Secondo quello che è un
modo di procedere tipico della poesia e della prosa di Magrelli, la
realtà, anche quella più abusata o più banale, produce lampi
improvvisi, impreviste epifanie, si traveste essa stessa da metafora
e come tale regala significati che permettono di penetrare le vicende
da nuovi angoli di esplorazione. E' così ad esempio che la
bellissima pagina raccolta al 41' del primo tempo rievoca i pomeriggi
trascorsi di un giovanissimo Valerio sui praticelli stenti tra i
contrafforti di Castel Sant'Angelo.

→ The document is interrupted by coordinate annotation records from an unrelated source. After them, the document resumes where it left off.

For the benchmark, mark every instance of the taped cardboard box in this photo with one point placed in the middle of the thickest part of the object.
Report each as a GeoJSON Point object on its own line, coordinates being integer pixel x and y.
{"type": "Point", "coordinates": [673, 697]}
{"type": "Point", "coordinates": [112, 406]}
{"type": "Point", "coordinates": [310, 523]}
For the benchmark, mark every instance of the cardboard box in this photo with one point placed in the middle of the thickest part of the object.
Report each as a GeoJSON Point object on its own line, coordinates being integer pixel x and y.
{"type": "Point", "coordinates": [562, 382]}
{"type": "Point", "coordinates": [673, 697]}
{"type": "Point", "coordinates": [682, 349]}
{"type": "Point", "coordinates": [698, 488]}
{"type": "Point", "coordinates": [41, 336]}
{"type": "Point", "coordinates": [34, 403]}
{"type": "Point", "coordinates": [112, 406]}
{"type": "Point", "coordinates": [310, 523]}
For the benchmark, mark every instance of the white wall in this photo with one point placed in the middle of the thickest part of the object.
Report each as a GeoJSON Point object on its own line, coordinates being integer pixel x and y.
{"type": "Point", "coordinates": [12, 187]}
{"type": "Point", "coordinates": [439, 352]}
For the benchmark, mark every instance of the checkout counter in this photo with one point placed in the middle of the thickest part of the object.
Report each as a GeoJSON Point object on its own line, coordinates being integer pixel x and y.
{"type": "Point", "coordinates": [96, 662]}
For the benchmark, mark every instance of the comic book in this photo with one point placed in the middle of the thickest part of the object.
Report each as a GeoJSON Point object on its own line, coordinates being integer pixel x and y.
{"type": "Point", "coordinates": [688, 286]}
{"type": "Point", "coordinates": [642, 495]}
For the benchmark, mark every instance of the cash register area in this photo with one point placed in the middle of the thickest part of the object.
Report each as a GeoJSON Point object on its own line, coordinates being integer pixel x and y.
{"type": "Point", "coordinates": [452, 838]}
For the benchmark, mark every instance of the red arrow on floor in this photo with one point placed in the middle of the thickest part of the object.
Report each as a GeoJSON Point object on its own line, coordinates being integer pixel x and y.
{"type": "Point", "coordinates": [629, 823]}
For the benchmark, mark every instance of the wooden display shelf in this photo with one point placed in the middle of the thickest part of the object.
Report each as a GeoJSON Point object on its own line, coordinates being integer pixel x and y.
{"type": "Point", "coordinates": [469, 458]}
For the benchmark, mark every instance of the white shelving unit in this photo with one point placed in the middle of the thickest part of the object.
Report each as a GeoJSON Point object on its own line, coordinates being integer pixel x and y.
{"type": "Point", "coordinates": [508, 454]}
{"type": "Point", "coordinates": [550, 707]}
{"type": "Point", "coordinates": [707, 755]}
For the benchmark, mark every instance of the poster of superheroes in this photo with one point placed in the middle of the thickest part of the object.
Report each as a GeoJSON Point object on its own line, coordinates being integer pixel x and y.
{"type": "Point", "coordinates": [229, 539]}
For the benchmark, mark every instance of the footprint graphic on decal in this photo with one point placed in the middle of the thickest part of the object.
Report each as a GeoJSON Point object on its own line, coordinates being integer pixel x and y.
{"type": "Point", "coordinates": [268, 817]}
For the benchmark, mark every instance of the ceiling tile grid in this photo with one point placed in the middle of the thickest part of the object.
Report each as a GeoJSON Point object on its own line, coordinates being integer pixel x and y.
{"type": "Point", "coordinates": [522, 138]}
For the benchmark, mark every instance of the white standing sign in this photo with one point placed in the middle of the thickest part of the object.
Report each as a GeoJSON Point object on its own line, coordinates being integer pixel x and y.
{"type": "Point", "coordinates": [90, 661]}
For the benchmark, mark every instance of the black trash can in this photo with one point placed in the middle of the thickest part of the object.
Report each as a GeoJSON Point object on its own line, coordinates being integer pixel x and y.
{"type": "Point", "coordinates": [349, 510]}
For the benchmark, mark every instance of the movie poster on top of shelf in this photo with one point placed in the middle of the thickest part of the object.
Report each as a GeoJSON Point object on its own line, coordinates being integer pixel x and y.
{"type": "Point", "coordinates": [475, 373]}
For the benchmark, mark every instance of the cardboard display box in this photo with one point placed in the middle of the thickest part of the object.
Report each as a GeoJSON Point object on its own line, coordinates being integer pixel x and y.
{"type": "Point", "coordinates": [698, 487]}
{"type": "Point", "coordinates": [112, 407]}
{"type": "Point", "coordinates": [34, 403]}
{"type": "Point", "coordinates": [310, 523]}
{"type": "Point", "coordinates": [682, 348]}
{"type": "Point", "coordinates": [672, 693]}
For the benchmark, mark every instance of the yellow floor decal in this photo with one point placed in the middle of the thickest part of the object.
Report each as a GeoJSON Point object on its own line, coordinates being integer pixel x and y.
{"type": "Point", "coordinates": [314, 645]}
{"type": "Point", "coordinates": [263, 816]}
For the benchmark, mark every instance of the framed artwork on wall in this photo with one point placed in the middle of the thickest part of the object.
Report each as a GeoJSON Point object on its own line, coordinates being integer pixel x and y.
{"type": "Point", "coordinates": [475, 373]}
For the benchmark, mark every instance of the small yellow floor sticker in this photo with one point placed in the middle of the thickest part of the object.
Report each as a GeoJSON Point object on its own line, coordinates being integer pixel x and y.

Finita la partita, veniva il
bello: cercare di spedire la palla oltre le mura. Una missione
impossibile, eppure, ricorda Magrelli, “eravamo capaci di
impiegare ore intere nel tentativo di calciare più su, più su
possibile. Risento ancora il tonfo, e il lungo silenzio che seguiva
l'ascesa di quei proiettili lentissimi, protesi verso il cielo,
inutilmente”. Leggendo queste parole vien fatto di pensare come
quel gioco, nella sua folle ossessione, nella ostinata lentezza, nel
mirare verso un traguardo irraggiungibile, risulti in fondo molto
simile alla poesia.
Addio al calcio è
anche un dialogo a distanza con il figlio che, attratto piuttosto
dalla PlayStation e a disagio fin da piccolo con gli scarpini,
chiude presto con il “calcio sterminato”, quello per capirci
“dei campi che non finiscono più, in cui serve artigliare il
terreno a forza di tacchetti e di fiatone”; e con il padre, che
incontriamo tra l'altro in quella straordinaria notte estiva di
Italia–Germania, chiuso in bagno durante i tempi supplementari,
incapace di affrontare quella elettrizzante “epica in cucina”,
che chiama il figlio per chiedere informazioni, “per sapere cosa si
stava perdendo” e al termine della partita può finalmente
abbracciarlo “sciolto dal suo incantesimo”.
Nel personalissimo
pantheon calcistico di Magrelli trovano posto personaggi vari, la
maggior parte solo fantasmi nella memoria collettiva. Si tratta ad
esempio di Jackie Charlton che, nelle vesti di allenatore dell'Eire,
stringe nervosamente tra le mani la scoppola, in un gesto d'altri
tempi che nulla ha a che vedere con le prove attoriali degli
allenatori da oggi, o di Rudi Volk, “antico cannoniere” della
Roma, autore della rete determinante nel primo derby giocato contro
la Lazio, o di un anonimo giovane campione locale, aggressivo e
sguaiato, che si ferma in mezzo al campo a ruttare e diventa, agli
occhi del bambino Magrelli, irresistibile per il suo “carisma
primitivo”.
Addio al calcio è
in fondo un meraviglioso atto d'amore verso uno sport che l'autore
confessa di non praticare più come calciatore (“io, che vivevo
all'aperto, ebbro di ossigeno, sono rientrato nel nero bozzolo,
rinchiuso nell'astuccio di una stanza a macinare chilometri in
cyclette”), ma nemmeno di seguire da spettatore. Eppure, conclude
Magrelli, “quel morbo lontano continua a possedermi, senza che
abbia trovato alcun antidoto”. Perché questa invincibile
attrazione? Forse perché, come scrive l'autore a proposito di
palloni ancora una volta scagliati verso il cielo, ma questa volta
molti anni dopo le esibizioni di Castel Sant'Angelo, “quel gioco
era slegato da tutto, e si traduceva in un semplice desiderio di
movimento e di elevazione. Forse perché quel gioco era una
preghiera”.
grazie della segnalazione, una bellissima recensione a un libro che si annuncia molto interessante
RispondiEliminaGrazie, Paolo. Semmai, dopo la lettura, fammi sapere.